Comme je l'ai dit plus haut, il y a cette raison que je trouve importante : parce que si je ne suis pas visible je suis niée. Une partie de mon identité est niée. Je n'ai plus d'amante ou de concubine ou autre : je ne vis pas avec un homme donc je suis célibataire. Ma compagne, la femme de ma vie, n'existe plus en tant que telle (bon, en ce moment elle n'existe pas du tout mais c'est pour la démonstration). Et les hétéros autour de moi peuvent continuer à penser qu'ils ne connaissent aucune lesbienne, que s'ils en croisaient une ils sauraient la reconnaitre car les lesbiennes sont toutes des camionneuses moches qui ont une dent contre les mecs.

C'est vrai que pour moi aussi, il est fondamental que ma vie, mon couple, soient reconnus, connus, visibles. Rien ne m'énerve plus que de devoir choisir, quand je remplis un questionnaire administratif ou autre, entre mariée, célibataire, concubinage (il n'est pas reconnu pour les homos dans ma petite commune). Et j'attends désespérément de voir apparaître Pacsé sur les formulaires. Rien ne m'énerve plus que de devoir faire rectifier le cadastre de ma commune en précisant à l'employée de mairie que nous sommes deux femmes propriétaires. Rien ne m'énerve plus que de devoir encore attendre 3 ans de PACS pour faire une déclaration d'impôts commune alors que nous partageons tout depuis bientôt 15 ans… Petite anecdote: la seule fois où la mairie à reconnu que nous vivions ensemble comme un couple, c'est le jour où ils réclamaient de l'argent !!!!!!!!!

Et puis parce que je n'ai plus envie de me poser la question du qu'en dira-ton. Parce que je n'ai plus envie de me demander si je dois ou non amener ma copine au pot organisé par le patron ou au réveillon de Noël. Mais ça, c'est moi.

La, je ne me pose plus la question; j'y vais avec ELLE, et tant pis pour ceux que ça surprend…

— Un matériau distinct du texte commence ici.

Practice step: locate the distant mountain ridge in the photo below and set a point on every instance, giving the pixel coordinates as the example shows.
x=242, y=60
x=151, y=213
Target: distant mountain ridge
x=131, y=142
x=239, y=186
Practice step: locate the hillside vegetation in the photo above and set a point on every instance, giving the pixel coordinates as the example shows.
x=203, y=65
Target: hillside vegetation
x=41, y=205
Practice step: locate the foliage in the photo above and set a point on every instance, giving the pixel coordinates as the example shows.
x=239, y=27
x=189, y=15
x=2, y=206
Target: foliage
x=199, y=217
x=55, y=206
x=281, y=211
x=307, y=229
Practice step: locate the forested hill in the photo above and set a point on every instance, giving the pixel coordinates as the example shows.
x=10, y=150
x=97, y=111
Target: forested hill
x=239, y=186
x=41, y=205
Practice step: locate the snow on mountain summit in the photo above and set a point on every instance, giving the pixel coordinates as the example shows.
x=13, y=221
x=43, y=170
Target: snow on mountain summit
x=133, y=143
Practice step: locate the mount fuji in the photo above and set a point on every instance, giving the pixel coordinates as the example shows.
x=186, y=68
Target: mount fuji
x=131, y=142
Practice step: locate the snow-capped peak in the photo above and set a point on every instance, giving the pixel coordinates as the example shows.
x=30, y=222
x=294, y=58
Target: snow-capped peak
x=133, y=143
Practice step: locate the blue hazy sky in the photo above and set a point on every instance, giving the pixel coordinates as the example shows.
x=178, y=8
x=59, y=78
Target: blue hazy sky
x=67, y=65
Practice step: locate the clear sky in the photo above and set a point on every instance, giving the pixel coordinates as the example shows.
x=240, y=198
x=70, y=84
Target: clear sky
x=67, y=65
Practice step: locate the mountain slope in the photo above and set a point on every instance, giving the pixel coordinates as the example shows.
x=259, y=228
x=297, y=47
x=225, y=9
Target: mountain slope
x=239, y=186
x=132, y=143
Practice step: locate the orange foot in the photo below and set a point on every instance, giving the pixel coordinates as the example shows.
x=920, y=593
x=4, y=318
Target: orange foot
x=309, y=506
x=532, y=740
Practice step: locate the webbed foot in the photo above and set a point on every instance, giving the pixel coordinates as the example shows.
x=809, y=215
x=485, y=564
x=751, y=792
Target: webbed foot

Carole parlait un peu plus haut des risques de la visibilité. Il y en a, sans doute, mais je préfère les évacuer, autant que je peux. Si certains n'acceptent pas ma vie, personne n'est venu me le dire en face pour l'instant. Peut être suis-je avantagée par mon métier, par mon entreprise (mais le milieu agricole n'a pourtant pas la réputation d'être particulièrement ouvert et tolérant). Bien sur, je ne suis pas prof ou instit', alors c'est peut-être plus facile. Et je me dis parfois, quand je vois l'extrême droite augmenter sa part de marché, que si notre société se mettait à régresser, je me retrouverai en première ligne, montrer du doigt par certains de mes voisins et de mes collègues. Alors, pour diminuer ce risque, je suis de plus en plus visible, parce que ce qui nourrit l'intolérance et l'extrême droite, c'est l'ignorance et la peur de ce qu'on ne connaît pas…

Enfin bref vous l'aurez compris : la visibilité, pourquoi et comment, c'est un sujet extrêmement complexe. Et tout ce que nous pourrons dire n'y changera rien : oui, nous pensons toutes les deux qu'être visible fait avancer les choses mais nous sommes aussi conscientes que ça ne va pas sans certains risques qui peuvent être importants (rejet de la famille, vie professionnelle pourrie par des cons, etc.). Et que même si nous choisissons de l'être, être visible de tous n'est techniquement pas simple. Et c'est pour cela que la seule conclusion que nous pourront apporter à cet article est que notre propre visibilité et ses limites ne regardent que nous. Et que nous seules pouvons décider que nous pouvons nous rendre visibles, pour nous même et pour toutes celles qui ne le peuvent pas.